Both maps use 2016 county-level results data, but the The Washington Post graphic graphic encodes many more data items than the Medium post (see table below).

It is not simply the data density that makes the Washington Post graphic successful. The authors carefully incorporated annotations and transformations in order to support comparison and emphasise structure. By varying the height of triangles according to the number of votes cast, the thickness according to whether or not the result for Trump/Clinton was a landslide and rotating the scrollable map 90 degrees, the very obvious differences between metropolitan, densely populated coastal counties that voted emphatically for Clinton and the vast number of suburban, provincial town and rural counties (everywhere else) that voted Trump, were exposed.

Data item Washington Post Medium

County location

County result

State result

County votes cast (~pop size)

County result margin

County result landslide

Describing, evaluating and creating data graphics

Data graphics visually display measured quantities by means of the combined use of points, lines, a coordinate system, numbers, symbols, words, shading, and color.

— Edward Tufte
1983

In the Washinton Post piece, we saw a judicious mapping of data to visuals, underpinned by a careful understanding of analysis context. Information Visualization — an academic discipline devoted to the study of data graphics — provides a language for describing this process as well as empirically-informed guidelines to support design choices.

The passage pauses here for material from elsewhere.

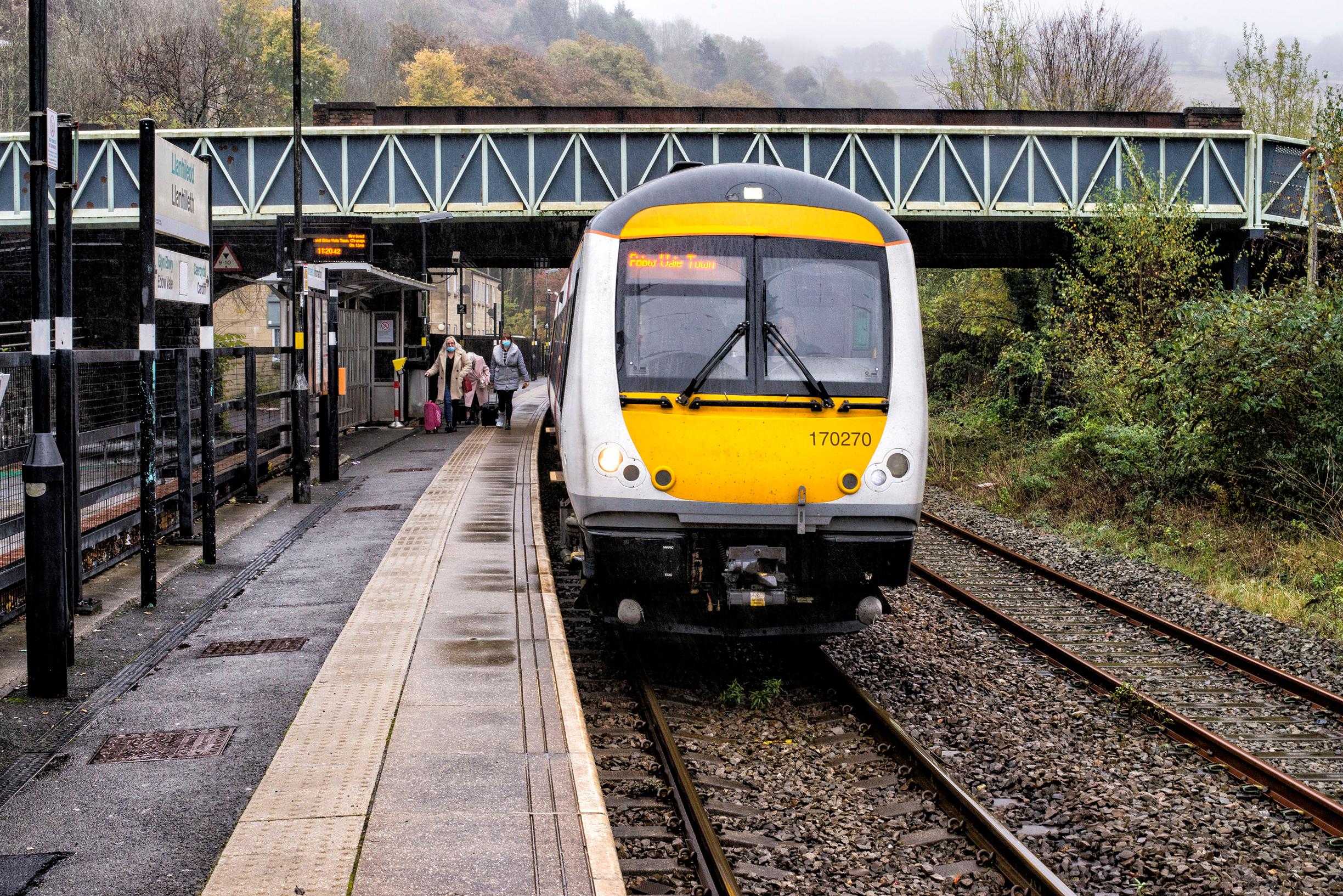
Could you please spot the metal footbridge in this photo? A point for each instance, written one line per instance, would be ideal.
(942, 172)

Description and evaluation

In her influential book Visualization Analysis and Design, Tamara Munzner enumerates commonly used visual marks — geometric primitives such as points, lines and areas — and visual channels that determine how marks appear (presented in Figure 2).

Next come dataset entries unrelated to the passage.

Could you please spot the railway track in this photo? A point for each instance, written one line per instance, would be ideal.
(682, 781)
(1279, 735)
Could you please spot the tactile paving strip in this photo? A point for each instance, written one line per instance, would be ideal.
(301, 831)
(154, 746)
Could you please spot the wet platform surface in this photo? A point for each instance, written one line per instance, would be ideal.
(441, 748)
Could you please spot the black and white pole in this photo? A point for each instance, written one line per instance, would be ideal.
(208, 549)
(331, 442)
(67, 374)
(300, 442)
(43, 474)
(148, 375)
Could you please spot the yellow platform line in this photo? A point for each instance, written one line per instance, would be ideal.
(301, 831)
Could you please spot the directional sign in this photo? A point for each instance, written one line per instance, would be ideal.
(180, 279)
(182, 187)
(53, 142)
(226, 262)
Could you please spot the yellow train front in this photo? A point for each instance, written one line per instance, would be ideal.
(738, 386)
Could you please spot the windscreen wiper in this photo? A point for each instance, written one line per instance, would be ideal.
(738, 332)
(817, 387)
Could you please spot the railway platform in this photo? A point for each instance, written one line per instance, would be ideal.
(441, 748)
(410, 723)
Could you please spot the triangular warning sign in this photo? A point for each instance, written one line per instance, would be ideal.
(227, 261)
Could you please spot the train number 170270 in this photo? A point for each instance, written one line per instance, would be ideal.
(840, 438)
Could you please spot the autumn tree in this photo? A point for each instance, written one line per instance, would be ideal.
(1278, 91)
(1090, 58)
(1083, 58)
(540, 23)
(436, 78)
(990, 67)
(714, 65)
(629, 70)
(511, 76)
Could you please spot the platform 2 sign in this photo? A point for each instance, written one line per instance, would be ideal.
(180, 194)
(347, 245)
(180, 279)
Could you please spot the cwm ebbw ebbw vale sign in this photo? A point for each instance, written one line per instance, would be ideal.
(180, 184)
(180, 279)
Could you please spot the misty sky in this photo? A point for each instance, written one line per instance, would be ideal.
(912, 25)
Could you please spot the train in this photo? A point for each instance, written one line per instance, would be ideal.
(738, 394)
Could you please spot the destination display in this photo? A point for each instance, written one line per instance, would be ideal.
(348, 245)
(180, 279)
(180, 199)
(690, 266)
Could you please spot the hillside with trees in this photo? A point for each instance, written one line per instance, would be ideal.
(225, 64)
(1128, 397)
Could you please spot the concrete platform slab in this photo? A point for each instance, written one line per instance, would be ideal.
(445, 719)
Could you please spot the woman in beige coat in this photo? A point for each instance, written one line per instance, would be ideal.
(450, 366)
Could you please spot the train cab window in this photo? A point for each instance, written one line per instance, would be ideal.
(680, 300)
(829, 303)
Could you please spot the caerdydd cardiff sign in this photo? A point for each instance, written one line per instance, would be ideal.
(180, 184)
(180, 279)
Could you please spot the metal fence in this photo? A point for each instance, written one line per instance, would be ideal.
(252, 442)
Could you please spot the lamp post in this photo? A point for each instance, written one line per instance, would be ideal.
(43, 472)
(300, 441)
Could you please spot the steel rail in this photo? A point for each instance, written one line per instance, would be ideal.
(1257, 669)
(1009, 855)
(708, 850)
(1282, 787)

When creating data graphics, we specify a mapping of data items to visual channels. Some visual channels are more appropriate at showing certain data types than others. Munzner (2014) differentiates channels that are appropriate for representing categorical attributes from those appropriate for ordered and quantitative attributes. Munzner ranks these visual channels according to their effectiveness. We’ll skip the details for now, but this is an empirically-derived ordering based on decades of perception-based research in Information Visualization (Cleveland & McGill 1984 ; Heer & Bostock 2010) — we are confident it is correct.

Figure 2: Data channels ordered by effectiveness. In Munzner (2014: 102).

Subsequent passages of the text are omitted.